W przeszłości, za pomocą Lugii i Ho-oha, porwał małą Blue, Silvera, Sham i Carla (a z własnej woli przyłączyli się do niego Will i Karen). Przez lata tresował dzieci na swoich sługów, jednak Blue i Silver nie mogli znieść tyranii człowieka i uciekli.
Po latach skorzystał z okazji upadku zespołu Rocket i przejął dowództwo nad organizacją, werbując członków, którym wcześniej udało się uniknąć wymiaru sprawiedliwości.
Powodem jego okrutnych czynów była jego przeszłość, w której stracił swoje dwa ukochane Laprasy. Zostały one zasypane przez lawinę powodując natychmiastową śmierć. Pozostawiły po sobie jajo, z którego wykluł się mały Lapras. To wydarzenie zostawiło bliznę emocjonalną w jego sercu, dlatego postanowił złapać Celebi, by móc cofnąć czas i uratować swoje pokemony.
Człowiekowi udało się złapać pokemona czasu za pomocą GSballa. Dzięki niemu mógł wejść do portalu czasu.
Tam Gold zniszczył pokeball czasu i uwolnił Celebiego. Człowiek nie posiadał piór Ho-oha i Lugii, które umożliwiały wyjście z portalu, dlatego pozostał w otchłani czasowej. Mimo to udało mu się odesłać małego Laprasa jego rodzicom. Gdy jego serce znalazło ukojenie mógł usłyszeć piosenkę, którą napisali dla niego przyjaciele – Oak, Agatha, Kurt i para z Domu Opieki. Piosenka nosiła tytuł ”Chłopiec na Laprasie”.
W serii HeartGold/SoulSilver Pryce powrócił, wraz z Lancem i Giovannim, by powstrzymać trzy legendarne pokemony stworzone przez Arceusa. Człowiek przyznał, że będąc uwięzionym w czasoprzestrzeni widział stworzenie świata oraz jego koniec spowodowany szaleństwem trzech legendarnych pokemonów. Gdy próbował znaleźć pomoc został usłyszany przez Lance’a.

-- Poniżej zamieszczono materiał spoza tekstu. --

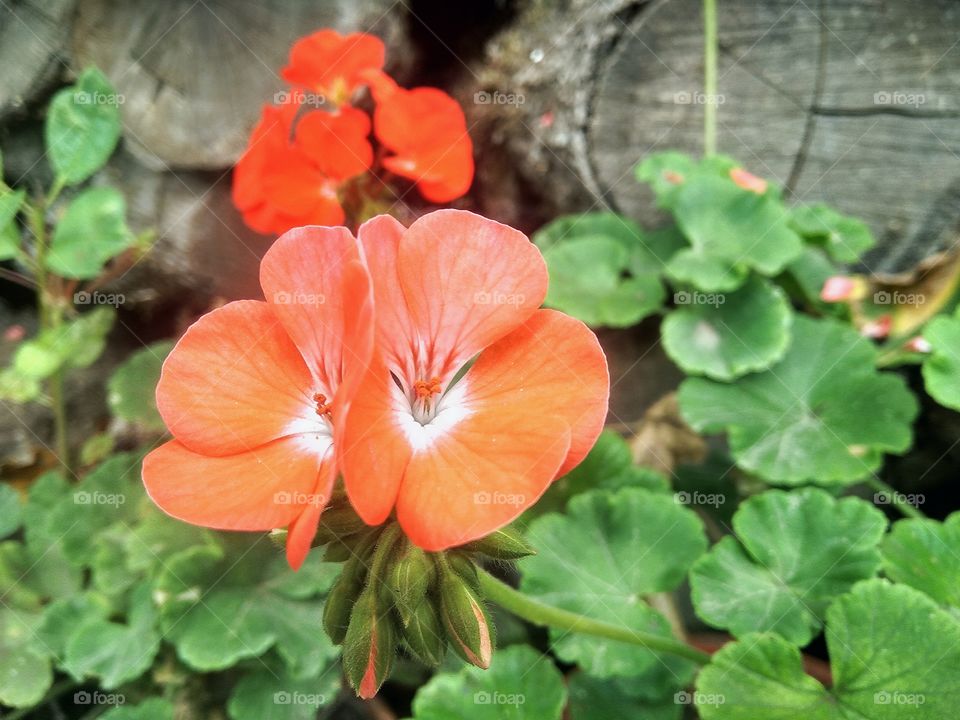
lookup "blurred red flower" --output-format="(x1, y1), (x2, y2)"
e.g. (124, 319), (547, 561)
(281, 29), (386, 105)
(233, 103), (373, 234)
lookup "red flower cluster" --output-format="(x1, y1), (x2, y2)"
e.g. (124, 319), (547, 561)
(233, 30), (474, 233)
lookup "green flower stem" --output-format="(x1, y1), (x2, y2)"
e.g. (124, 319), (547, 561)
(3, 680), (83, 720)
(27, 188), (70, 473)
(480, 570), (710, 665)
(864, 476), (927, 519)
(703, 0), (717, 156)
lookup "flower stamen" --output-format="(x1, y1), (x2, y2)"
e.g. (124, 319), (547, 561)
(413, 377), (442, 400)
(313, 393), (333, 419)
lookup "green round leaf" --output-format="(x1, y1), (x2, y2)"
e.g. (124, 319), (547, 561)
(790, 203), (876, 263)
(413, 645), (567, 720)
(679, 316), (917, 484)
(543, 235), (665, 327)
(923, 315), (960, 410)
(44, 67), (120, 185)
(521, 488), (706, 677)
(670, 173), (803, 292)
(690, 488), (887, 645)
(0, 484), (23, 538)
(661, 276), (793, 380)
(47, 187), (134, 280)
(107, 341), (173, 432)
(697, 580), (960, 720)
(568, 672), (688, 720)
(883, 512), (960, 609)
(100, 698), (174, 720)
(227, 667), (340, 720)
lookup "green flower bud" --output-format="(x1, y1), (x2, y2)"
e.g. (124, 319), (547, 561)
(440, 572), (494, 670)
(402, 598), (447, 667)
(461, 527), (537, 560)
(313, 503), (369, 547)
(386, 540), (436, 626)
(444, 550), (480, 590)
(343, 588), (397, 698)
(323, 559), (364, 645)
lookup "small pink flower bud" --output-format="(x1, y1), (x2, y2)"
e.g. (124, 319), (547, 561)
(820, 275), (860, 302)
(730, 168), (767, 195)
(860, 315), (893, 340)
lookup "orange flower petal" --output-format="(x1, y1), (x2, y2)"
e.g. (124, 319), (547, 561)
(373, 86), (474, 202)
(143, 436), (331, 530)
(466, 310), (610, 476)
(260, 227), (373, 396)
(397, 403), (570, 551)
(398, 210), (547, 376)
(339, 364), (413, 525)
(357, 215), (416, 373)
(157, 300), (316, 455)
(281, 29), (386, 101)
(296, 106), (373, 180)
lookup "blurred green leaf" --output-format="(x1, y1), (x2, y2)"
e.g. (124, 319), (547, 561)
(533, 212), (665, 327)
(690, 488), (887, 645)
(63, 584), (160, 690)
(107, 341), (173, 432)
(155, 536), (338, 678)
(12, 306), (116, 380)
(922, 311), (960, 410)
(46, 187), (134, 280)
(520, 488), (707, 677)
(661, 276), (793, 380)
(413, 645), (567, 720)
(227, 668), (340, 720)
(667, 173), (803, 292)
(0, 607), (53, 708)
(696, 580), (960, 720)
(882, 512), (960, 609)
(790, 203), (876, 263)
(679, 316), (917, 484)
(44, 67), (120, 185)
(0, 483), (22, 538)
(567, 672), (687, 720)
(0, 188), (27, 260)
(536, 430), (670, 520)
(100, 698), (174, 720)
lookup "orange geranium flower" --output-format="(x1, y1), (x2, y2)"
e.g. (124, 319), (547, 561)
(281, 29), (386, 105)
(143, 227), (374, 568)
(233, 102), (373, 233)
(340, 210), (609, 550)
(364, 73), (474, 203)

Celebi, wyczuwając niebezpieczeństwo, wypuścił Pryce’a przez świątynie Ilex. Tam, przez przypadek, spotkał się z Giovannim, gdzie natychmiastowo rozpoczęli walkę. Starcie przerwał Lance, który opowiedział o wydarzeniach z ruin Sinjoh.
Trzech niegdyś największych tyranów Kanto i Johto zawarło sojusz.
Pryce i jego Swinub stoczyli walkę z Dialgą. Ataki związane z czasem smoczego pokemona nie działały na człowieka, ponieważ uodpornił się na czas będąc w czasoprzestrzeni.
Po uspokojeniu Arceusa, Pryce postanowił wrócić do sali w Mahogany, by powtórnie objąć pozycje lidera.